I find myself in the kitchen wanting to make something out of nothing.
Even though I’m in Florida, it is January and I’m still programmed to feel that it’s winter. I’m gravitating toward taking time, using my hands and the magic of flour and water and yeast to conjure breads and pastas and sweet rolls. I want to practice patience while dough gently rises in a corner of my kitchen.
I didn’t grow up learning these tricks. Everyone was always so busy.
Once a year, Mom used phyllo dough and made strudel. She mixed flour, water, and egg to make dumplings to nestle on top of chicken paprikash.
Most of the time, she made sure that we had ready made items at hand. She stocked the freezer with store bought bread dough, ravioli, pierogies, and pie dough. She kept cylinders of biscuits and sweet rolls in the fridge, Bisquick in the cupboard.
Mrs. T’s frozen pierogies were one of my favorite meals. Mom boiled them and fried them up with sliced onion. At the table, she served the pierogies with kielbasa and generous dollops of sour cream.
Years later, we decided to make them from scratch. We donned our aprons and spent the day in the kitchen, making the potato and cheese filling, mixing flour, egg, a little butter or sour cream to create the dough. Armed with a rolling pin, we rolled out the pierogies, filled them, sealed them, and boiled them. We felt like champions at the end of that day. We each had a freezer stash of homemade pierogies for the winter!
I had success making scallion pancakes this month. That inspired me to experiment and make pita bread for the first time.

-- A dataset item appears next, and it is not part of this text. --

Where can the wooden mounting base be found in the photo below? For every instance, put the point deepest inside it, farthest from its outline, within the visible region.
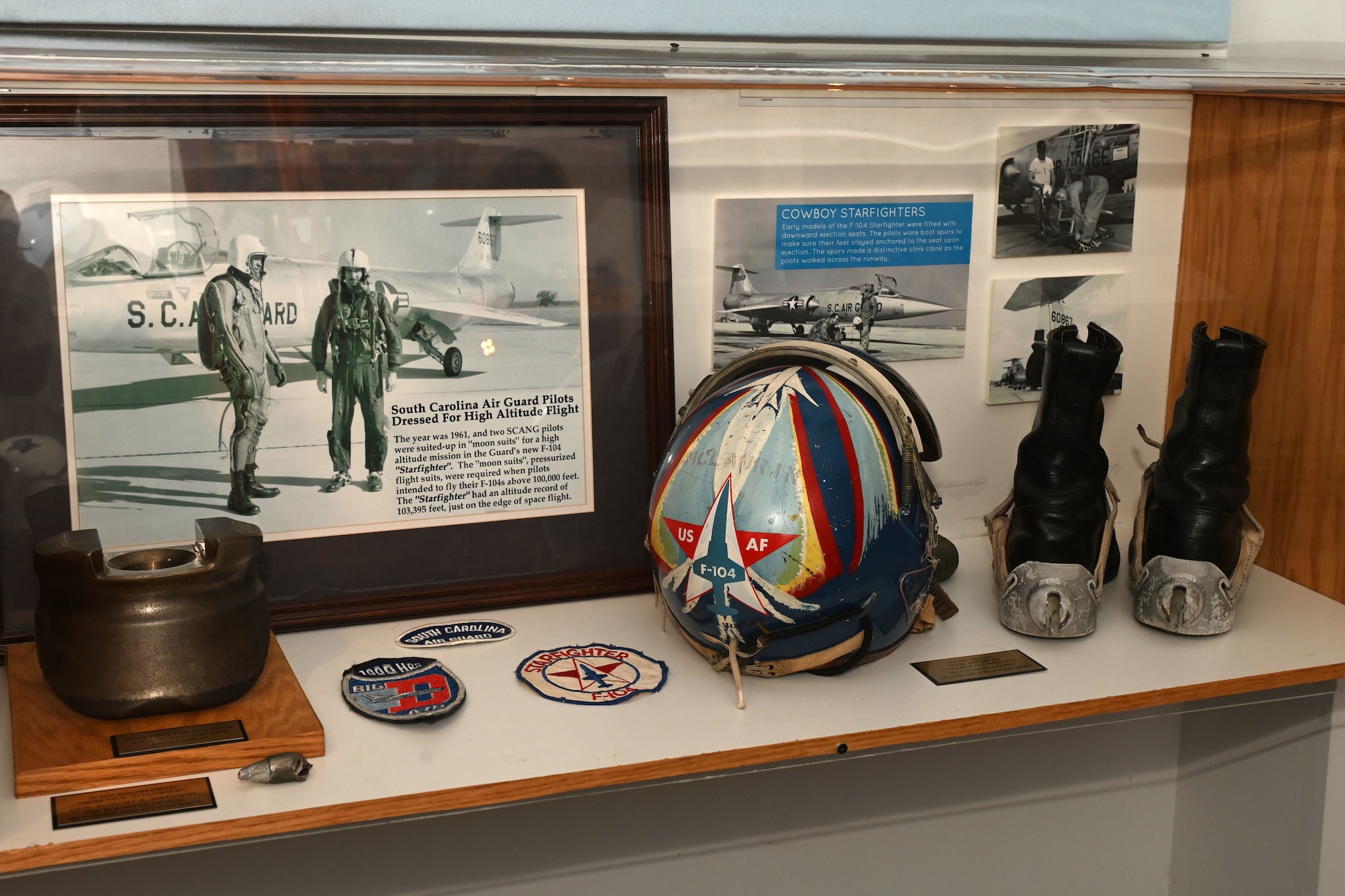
(57, 749)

I’d planned to make a fancy bread at Christmastime but it didn’t happen. I still had the ingredients so I broke out the Kitchen Aid and dough hook and made David Lebovitz’s fougasse from his cookbook, My Paris Kitchen.
Yes, those are hazelnuts, dried cherries, and chunks of bittersweet chocolate tossed with orange zest. Is your mouth watering yet?
This recipe made two loaves. One was gone within minutes.
I still strive to be a person who can go to the freezer and retrieve homemade items like stock, soups, meatballs, or doughs. With this wintering mood, I’m going for it this year.
Last month I had a craving for my mom’s ravioli casserole. I bought a bag of frozen cheese ravioli for the recipe. Let’s just say that the dish didn’t live up to my nostalgic expectations. I vowed that I would make my own ravioli from then on.
A serendipitous episode of America’s Test Kitchen treated me to a meat-filled ravioli recipe I had to try.
A dough made in the food processor, a ground pork filling, a quick tomato sauce. Now that’s what I’m talking about.
And just like that, my freezer is stocked with homemade pasta.
I care about you. Please don’t forget to eat your greens.
Can I just sit quietly in your kitchen please?!? X
YUM! I strive to be that person, too. This also reminds me I need to feed my sourdough starter. I am a serial sourdough starter killer.